Just because your laptop is a few years old doesn’t necessarily mean you have to go and buy a new one, especially not if the hardware specification is fairly reasonable. If it can still run the latest operating system, for example, and you’re not interested in playing games on it, then read on.

The quickest and easiest way to give your laptop a speed boost is by upgrading the memory (RAM). In almost all laptops, manufacurers make it very simple for you to do this yourself in a matter of minutes, using only a screwdriver to remove an access panel.

The market leader in this (and we’re not affilliated) is Crucial. If you click onto their website you can run a tool which detects which laptop you have – be it Apple or Windows based – and tell you what memory you can fit. They tend to be the cheapest most of the time too. The tool will return results telling you how much additional memory your laptop can muster. If the version of Windows is 32 bit, upgrading your laptop to more than 4GB of memory will not make any difference as the computer won’t be able to “see” the additional memory.

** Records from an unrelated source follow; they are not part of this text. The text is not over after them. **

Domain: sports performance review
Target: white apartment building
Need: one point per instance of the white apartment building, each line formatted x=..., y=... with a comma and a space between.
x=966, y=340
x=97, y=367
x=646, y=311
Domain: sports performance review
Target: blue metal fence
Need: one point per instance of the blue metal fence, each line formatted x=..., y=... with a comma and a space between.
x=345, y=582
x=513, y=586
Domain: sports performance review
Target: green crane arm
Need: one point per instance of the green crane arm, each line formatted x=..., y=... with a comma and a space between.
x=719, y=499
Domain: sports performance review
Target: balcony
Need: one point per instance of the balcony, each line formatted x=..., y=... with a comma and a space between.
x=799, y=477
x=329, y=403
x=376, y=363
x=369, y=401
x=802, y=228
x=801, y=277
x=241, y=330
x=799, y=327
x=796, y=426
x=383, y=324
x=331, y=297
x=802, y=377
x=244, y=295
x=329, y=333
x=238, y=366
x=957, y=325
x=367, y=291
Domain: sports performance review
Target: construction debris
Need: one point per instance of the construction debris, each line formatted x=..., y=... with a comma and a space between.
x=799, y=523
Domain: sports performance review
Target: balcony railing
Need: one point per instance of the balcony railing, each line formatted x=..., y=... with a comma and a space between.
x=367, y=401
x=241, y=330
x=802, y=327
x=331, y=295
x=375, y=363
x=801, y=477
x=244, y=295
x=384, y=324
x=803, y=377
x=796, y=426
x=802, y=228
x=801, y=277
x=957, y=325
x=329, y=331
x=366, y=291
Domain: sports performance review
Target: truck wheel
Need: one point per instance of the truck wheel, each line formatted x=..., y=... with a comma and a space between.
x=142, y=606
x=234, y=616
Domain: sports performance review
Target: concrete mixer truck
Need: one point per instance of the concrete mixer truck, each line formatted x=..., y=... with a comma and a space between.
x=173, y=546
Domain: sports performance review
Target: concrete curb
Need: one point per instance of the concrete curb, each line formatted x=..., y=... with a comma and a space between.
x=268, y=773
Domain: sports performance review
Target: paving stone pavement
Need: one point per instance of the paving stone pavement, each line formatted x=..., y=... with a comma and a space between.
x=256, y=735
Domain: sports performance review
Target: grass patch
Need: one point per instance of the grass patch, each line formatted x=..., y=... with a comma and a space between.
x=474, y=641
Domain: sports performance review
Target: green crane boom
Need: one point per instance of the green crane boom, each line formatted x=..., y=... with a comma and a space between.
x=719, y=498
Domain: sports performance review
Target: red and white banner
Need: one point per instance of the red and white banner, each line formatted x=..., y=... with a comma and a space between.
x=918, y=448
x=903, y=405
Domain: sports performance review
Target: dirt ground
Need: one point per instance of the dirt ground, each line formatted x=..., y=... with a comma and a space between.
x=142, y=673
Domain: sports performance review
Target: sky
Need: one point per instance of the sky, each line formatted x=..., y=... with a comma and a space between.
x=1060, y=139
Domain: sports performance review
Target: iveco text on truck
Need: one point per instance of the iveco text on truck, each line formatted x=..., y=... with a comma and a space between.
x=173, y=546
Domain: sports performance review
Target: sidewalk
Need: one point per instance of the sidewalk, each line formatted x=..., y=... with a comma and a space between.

The next step is looking at the hard disk. The cheapest laptops and even more expensive laptops by default still have spinning hard disks. Depending on the speed at which the disk spins at, will determine how fast the read and write speeds are.

Newer technology has since surpassed traditional spinning disk drives, and prices have come down massively. This technology is what you find in your mobile phone and tablet, and what enables most devices like that to be “instant on”, and is called Solid State Disk (SSD) as there are no moving parts. A lot of the time, this is why when you go back to your traditional laptop, you find yourself waiting much longer for things to load. It is a little bit more intrusive to replace and swap out your hard disk. You need to clone, or reinstall, your Operating System and copy the files back. There are guides for this, but we recommend you contact someone to look at this for you. The price of an SSD is somewhere in the region of £80-100 but prices are falling all the time.